タレントアビリティ
「本題に入ろうか。あっちゃんとそえ君に頼みがあって、今日はわざわざ来ていただいた。遠い所を済まなかったよ。八ツ橋をお土産に用意してあるから、よければ持って行ってほしいな」
「味は?」
「いちごミルク」

 要は赤が好きだった。彼女のグラスの中には真っ赤なカシスジュース。赤が好きなようだ。

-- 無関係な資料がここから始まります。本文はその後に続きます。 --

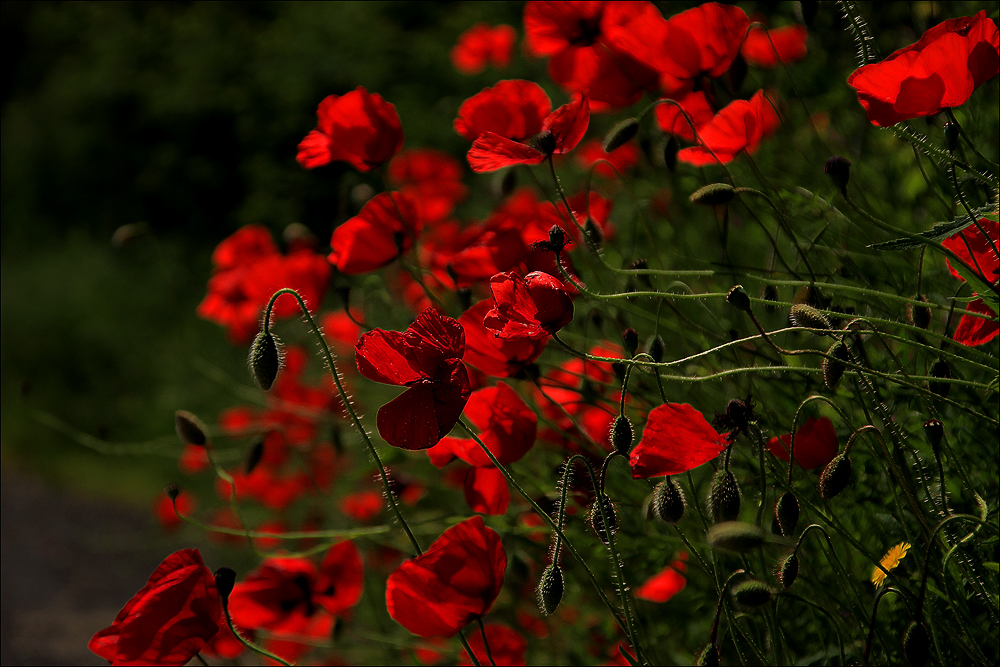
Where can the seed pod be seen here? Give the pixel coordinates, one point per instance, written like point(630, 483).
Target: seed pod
point(835, 476)
point(190, 429)
point(265, 359)
point(550, 589)
point(668, 501)
point(788, 571)
point(621, 435)
point(736, 536)
point(724, 497)
point(833, 370)
point(786, 511)
point(807, 316)
point(714, 194)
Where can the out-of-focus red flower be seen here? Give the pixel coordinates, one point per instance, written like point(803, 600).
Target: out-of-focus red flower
point(169, 620)
point(483, 44)
point(427, 358)
point(677, 438)
point(455, 581)
point(359, 127)
point(384, 229)
point(815, 443)
point(667, 583)
point(582, 58)
point(510, 124)
point(940, 71)
point(535, 306)
point(739, 127)
point(789, 45)
point(507, 646)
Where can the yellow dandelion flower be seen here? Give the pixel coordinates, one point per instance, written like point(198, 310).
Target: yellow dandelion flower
point(889, 561)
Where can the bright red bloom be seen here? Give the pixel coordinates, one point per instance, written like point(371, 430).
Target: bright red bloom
point(815, 443)
point(360, 128)
point(384, 229)
point(667, 583)
point(169, 620)
point(789, 45)
point(533, 307)
point(483, 44)
point(455, 581)
point(940, 71)
point(677, 438)
point(427, 358)
point(739, 127)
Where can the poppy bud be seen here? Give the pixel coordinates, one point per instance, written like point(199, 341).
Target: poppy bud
point(788, 571)
point(621, 434)
point(724, 497)
point(550, 589)
point(714, 194)
point(190, 429)
point(838, 168)
point(916, 643)
point(265, 359)
point(736, 536)
point(835, 476)
point(668, 501)
point(752, 594)
point(942, 370)
point(833, 370)
point(225, 579)
point(739, 299)
point(786, 511)
point(808, 317)
point(620, 133)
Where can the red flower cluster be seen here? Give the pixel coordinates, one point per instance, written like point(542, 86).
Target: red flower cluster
point(940, 71)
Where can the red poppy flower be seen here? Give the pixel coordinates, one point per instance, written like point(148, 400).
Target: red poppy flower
point(169, 620)
point(667, 583)
point(360, 128)
point(789, 45)
point(483, 44)
point(940, 71)
point(739, 127)
point(815, 443)
point(427, 358)
point(384, 229)
point(677, 438)
point(455, 581)
point(533, 307)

「そえ君、君は世界明洲という作家を知っているかい?」
「……知ってるも何も、有名人じゃないですか」

 世界 明洲。せかい あけす。
 赤羽出版のありとあらゆる雑誌に連載を持つマルチな作家の名前だった。作風はバラバラで連載頻度もバラバラという、実在すら疑われている作家だった。
 小説、漫画、イラスト、油絵、アニメ脚本、彫刻などなど、とにかく幅が広いクリエイター。本業は小説家だとはいうものの、連載頻度がバラバラなのはここまで広い仕事を兼ねているからであろう。
 性別も年齢も存在も不明。赤羽出版でも顔を知る人は少ないと、噂になっている作家だった。

「彼に会ってほしい」
「……え?」
「明洲君に会ってほしいと言っているんだ。あっちゃんと2人で、彼を訪れていただきたい」
「いいんですか!」
「ただし」

 発奮する添を撃ち抜く視線を刺して要は繋げる。どこからか白い紙と鉛筆を取り出して、不機嫌そうな表情で言った。
 隣の能恵がやたらニヤニヤしているのが気掛かりだったが、今は要から紙と鉛筆を受け取った。